Assistance in dividing long sentences into stickies

I want to help division long sentence into reasonable sizes as sticky notes.

---

Sentences written in a lighthearted manner

Ah, well, people who are not used to the process of making lots of stickies and doing the KJ method don't have a good idea of how granular the information should be when they make the stickies in the first place. That's where the software needs to help.

This is not the proper granularity.

https://gyazo.com/15e2094edc84a4e2694d774851748fda

Divide and conquer by experienced personnel

https://gyazo.com/0813639be5cc94dcbbac5d2d2ad9c220

https://gyazo.com/ca47482c3dfcbc2c4ce2cd0d0bd33018

This is a split and delete only pattern

With rewriting it looks like this:.

https://gyazo.com/024545873ed23e894dd2305b63569053

---

v1: interconnected range extraction

It worked for a while, but not great.

Instead of using the results after the engagement analysis, we thought it was necessary to devise a process of engagement analysis.

While trying to implement the co-reference analysis itself, I realized that there is no need for co-reference analysis in the first place.

v2: 4-level decomposition algorithm

consideration

For "words that appear at a distance but are connected in terms of their affinities."

Whether they are connected in terms of engagement or not, they can be separated as stickies because they appear at a distance!

Split by punctuation without length-dependent splitting, just split by punctuation.

It's good because I break it up with punctuation and if it's too long, I chop it up even more with conjunctive particles.

structure

Split by punctuation, parentheses, etc.

If the length is above the threshold, we'll split it with a conjunctive particle.

If the length exceeds the threshold, we'll split it with a cohesive particle.

If the length is above the threshold, we'll split it with a case particle.

I was thinking of doing machine learning based on the surrounding predispositions for where to divide, but when I looked at the predispositions with my eyes, I felt like this was the way to go.

v3: Algorithm to split recursively from the one with the highest split priority score

Observe and discuss v2 results

The problem that "come out" and "use it" are split by "te" and made into the original form to form "kuru" and "iru".

Same word, different division priority.

Change the score depending on the situation and split from the largest to the smallest.

Scores are now adjusted on a rule basis.

It will eventually fail.

Human beings cannot reconcile past decisions with consistency.

Moving to machine learning?

I'm collecting examples of cases that have not been divided well.

v4: If we were to move to machine learning

What is the best way to do it?

1: Binary classification of "to separate or not to separate" is performed for each word, and the words are divided from the one with the highest "score to separate" until the length constraint is satisfied.

Score calculation of the current score-based method becomes a form of machine learning.

2: CRF？LSTM？Transfomer？

If the system is too heavy, even if it is possible, I think it will be troublesome to operate.

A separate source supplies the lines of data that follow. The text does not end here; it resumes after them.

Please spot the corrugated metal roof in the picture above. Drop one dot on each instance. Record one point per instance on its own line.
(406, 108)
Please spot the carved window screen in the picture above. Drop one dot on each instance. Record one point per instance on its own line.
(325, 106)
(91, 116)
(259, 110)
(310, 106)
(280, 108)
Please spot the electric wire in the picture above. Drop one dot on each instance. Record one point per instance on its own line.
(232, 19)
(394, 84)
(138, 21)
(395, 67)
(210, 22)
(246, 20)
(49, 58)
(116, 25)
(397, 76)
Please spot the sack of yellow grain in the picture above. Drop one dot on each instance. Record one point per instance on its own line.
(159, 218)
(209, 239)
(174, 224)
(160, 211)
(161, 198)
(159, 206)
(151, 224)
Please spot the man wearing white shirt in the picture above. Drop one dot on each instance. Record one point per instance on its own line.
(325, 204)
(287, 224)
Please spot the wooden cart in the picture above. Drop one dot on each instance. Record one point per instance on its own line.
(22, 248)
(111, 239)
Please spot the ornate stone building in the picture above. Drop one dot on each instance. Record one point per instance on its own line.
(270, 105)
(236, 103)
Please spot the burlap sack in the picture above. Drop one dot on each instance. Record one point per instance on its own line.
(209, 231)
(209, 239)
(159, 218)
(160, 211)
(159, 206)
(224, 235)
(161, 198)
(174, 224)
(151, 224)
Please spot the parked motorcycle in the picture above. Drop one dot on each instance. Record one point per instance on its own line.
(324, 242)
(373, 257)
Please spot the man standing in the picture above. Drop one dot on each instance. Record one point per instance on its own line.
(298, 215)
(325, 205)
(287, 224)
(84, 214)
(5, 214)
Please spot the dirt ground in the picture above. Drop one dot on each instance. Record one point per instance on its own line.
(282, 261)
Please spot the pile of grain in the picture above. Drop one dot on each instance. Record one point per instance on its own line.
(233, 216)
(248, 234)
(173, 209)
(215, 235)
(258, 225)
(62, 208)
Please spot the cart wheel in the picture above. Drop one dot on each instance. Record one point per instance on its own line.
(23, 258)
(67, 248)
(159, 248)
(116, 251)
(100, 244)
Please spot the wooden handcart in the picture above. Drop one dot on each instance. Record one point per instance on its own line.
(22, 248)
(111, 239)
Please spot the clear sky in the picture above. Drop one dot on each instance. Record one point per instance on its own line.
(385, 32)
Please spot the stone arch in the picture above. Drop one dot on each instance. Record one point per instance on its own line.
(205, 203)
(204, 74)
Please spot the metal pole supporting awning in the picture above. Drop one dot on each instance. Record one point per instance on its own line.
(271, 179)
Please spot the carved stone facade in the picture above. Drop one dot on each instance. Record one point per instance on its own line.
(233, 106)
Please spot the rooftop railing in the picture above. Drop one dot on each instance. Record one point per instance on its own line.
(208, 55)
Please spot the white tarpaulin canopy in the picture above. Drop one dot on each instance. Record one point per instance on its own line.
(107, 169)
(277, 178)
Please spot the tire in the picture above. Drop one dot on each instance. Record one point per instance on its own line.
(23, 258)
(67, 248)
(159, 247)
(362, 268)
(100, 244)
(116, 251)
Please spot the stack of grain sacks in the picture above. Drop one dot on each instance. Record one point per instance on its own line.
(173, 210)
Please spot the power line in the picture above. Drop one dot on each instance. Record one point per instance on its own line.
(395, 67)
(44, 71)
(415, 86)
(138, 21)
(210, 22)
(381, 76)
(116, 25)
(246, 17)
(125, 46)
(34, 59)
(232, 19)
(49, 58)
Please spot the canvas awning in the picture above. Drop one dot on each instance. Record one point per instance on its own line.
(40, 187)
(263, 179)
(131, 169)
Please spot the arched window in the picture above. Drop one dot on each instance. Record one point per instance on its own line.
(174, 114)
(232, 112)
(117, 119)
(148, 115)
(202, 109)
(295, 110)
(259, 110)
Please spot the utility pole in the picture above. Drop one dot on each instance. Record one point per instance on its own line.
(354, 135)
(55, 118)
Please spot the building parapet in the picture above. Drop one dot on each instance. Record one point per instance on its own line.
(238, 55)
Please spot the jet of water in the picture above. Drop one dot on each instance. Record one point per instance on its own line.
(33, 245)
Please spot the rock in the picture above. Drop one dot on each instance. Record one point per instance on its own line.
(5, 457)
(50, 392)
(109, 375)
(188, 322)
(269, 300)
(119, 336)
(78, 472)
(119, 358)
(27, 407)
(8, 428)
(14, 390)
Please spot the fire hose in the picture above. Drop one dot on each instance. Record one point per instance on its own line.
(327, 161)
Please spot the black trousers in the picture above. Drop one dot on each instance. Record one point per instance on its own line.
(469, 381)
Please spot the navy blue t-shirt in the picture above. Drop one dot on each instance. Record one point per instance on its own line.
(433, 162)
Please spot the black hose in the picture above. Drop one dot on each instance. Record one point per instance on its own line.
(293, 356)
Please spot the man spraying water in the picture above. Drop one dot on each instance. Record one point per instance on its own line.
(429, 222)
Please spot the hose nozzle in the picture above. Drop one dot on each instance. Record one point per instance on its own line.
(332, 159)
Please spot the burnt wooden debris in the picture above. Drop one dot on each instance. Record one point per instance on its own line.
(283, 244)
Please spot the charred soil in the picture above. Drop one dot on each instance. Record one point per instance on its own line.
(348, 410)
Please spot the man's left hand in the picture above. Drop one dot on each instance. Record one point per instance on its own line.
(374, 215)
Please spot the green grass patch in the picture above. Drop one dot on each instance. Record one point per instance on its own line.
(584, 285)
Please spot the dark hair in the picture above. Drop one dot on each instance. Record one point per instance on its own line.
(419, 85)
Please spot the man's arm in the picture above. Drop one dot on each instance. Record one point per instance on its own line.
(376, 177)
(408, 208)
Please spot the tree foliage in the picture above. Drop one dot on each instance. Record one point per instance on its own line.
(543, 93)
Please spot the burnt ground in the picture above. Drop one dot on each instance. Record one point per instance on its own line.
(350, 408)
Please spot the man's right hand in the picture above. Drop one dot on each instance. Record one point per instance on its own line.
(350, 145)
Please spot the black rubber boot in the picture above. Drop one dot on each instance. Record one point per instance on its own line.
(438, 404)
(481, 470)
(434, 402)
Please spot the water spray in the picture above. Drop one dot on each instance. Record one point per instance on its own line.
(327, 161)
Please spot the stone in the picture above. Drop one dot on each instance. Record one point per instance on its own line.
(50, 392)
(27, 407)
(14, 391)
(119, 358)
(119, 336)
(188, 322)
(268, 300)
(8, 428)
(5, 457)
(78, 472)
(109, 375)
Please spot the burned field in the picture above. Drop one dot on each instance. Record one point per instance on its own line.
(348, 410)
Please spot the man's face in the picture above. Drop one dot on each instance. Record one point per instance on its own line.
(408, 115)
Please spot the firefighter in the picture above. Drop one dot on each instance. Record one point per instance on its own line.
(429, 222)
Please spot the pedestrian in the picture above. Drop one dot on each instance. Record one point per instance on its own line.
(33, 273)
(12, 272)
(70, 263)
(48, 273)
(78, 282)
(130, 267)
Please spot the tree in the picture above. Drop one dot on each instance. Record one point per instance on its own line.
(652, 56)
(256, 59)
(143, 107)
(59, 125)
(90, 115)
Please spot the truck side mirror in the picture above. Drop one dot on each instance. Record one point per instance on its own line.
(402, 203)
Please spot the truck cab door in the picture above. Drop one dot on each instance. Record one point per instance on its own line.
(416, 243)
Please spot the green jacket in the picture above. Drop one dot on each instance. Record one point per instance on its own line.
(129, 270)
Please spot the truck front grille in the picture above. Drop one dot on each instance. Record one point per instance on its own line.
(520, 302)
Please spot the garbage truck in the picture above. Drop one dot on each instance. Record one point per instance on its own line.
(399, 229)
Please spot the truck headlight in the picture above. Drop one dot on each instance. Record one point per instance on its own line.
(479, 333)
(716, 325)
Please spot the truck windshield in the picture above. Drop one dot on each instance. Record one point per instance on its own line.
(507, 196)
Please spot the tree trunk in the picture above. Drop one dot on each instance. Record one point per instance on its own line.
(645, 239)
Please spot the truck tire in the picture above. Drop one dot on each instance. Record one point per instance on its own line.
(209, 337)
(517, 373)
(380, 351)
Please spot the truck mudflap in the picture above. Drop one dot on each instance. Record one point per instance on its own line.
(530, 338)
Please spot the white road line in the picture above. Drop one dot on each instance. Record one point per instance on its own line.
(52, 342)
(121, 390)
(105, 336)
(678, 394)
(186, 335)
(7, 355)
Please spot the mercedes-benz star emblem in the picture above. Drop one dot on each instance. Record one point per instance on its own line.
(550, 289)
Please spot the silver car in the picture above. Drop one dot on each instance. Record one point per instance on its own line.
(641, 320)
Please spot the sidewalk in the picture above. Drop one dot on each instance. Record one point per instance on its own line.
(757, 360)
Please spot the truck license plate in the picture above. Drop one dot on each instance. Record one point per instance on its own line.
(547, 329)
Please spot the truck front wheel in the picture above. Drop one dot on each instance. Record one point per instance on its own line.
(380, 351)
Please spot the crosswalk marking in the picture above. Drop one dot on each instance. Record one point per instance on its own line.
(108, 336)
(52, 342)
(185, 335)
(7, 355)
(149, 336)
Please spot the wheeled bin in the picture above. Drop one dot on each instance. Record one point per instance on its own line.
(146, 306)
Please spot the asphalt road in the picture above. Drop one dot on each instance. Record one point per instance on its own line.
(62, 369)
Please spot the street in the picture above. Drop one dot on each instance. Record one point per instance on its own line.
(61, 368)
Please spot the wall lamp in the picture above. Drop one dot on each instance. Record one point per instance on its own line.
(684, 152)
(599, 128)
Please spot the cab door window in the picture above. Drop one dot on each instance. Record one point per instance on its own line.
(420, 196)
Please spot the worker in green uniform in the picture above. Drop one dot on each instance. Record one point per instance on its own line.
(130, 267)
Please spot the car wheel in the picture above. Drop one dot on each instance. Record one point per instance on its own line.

Machine Learning for Long Sticky Note Segmentation

Garbage Cleaning Algorithm

Not only do they divide, but they also remove unnecessary words.

E.g., "Oh, well..."

Currently, they're cutting it down to the dictionary base longest match.

Sticky note detail

https://gyazo.com/bcb23346a3e5a66bf74a2e3fab09a350

The default for images was not to auto-upgrade by default, but this has changed since M86. This auto-upgrade does not fall back to HTTP, so images served only via HTTP will not be viewable.

20 feels good.

Assistance in dividing a long document into stickies: an example of a bad division

API

Natural Language Processing on Heroku

Done ✅ longest line is ticked with one click.

---

2021-01-05

Can't we do that with Shift-Reduce Algorithm?

Last time, I took the interconnected range approach of taking the interconnected range and then trimming the words I didn't want.

I threw paired reception analysis into CaboCha...

It's good up to the point where you inscribe it into a phrase, a little shorter, but you can remove the final particle, etc., from that phrase and make it a sticky note.

Another way to describe what we want to do is.

Sentences are a little too short for a phrase, so I'd like to combine as much as is acceptable.

I want to make a decision by looking at the length of the string of concatenated items.

There are so many words and phrases that don't need to be included in the deliverables that I want to ignore.

The Simple Way

If the area enclosed in parentheses is short enough, it is adopted.

Sequence of words that commonly appear in multiple lines (apply RAKE)

This is useful, but not enough

----

yure Ability to automatically inscribe long-form content on stickies

pRegroup

---

This page is auto-translated from /nishio/長文の付箋への分割支援. If you looks something interesting but the auto-translated English is not good enough to understand it, feel free to let me know at @nishio_en. I'm very happy to spread my thought to non-Japanese readers.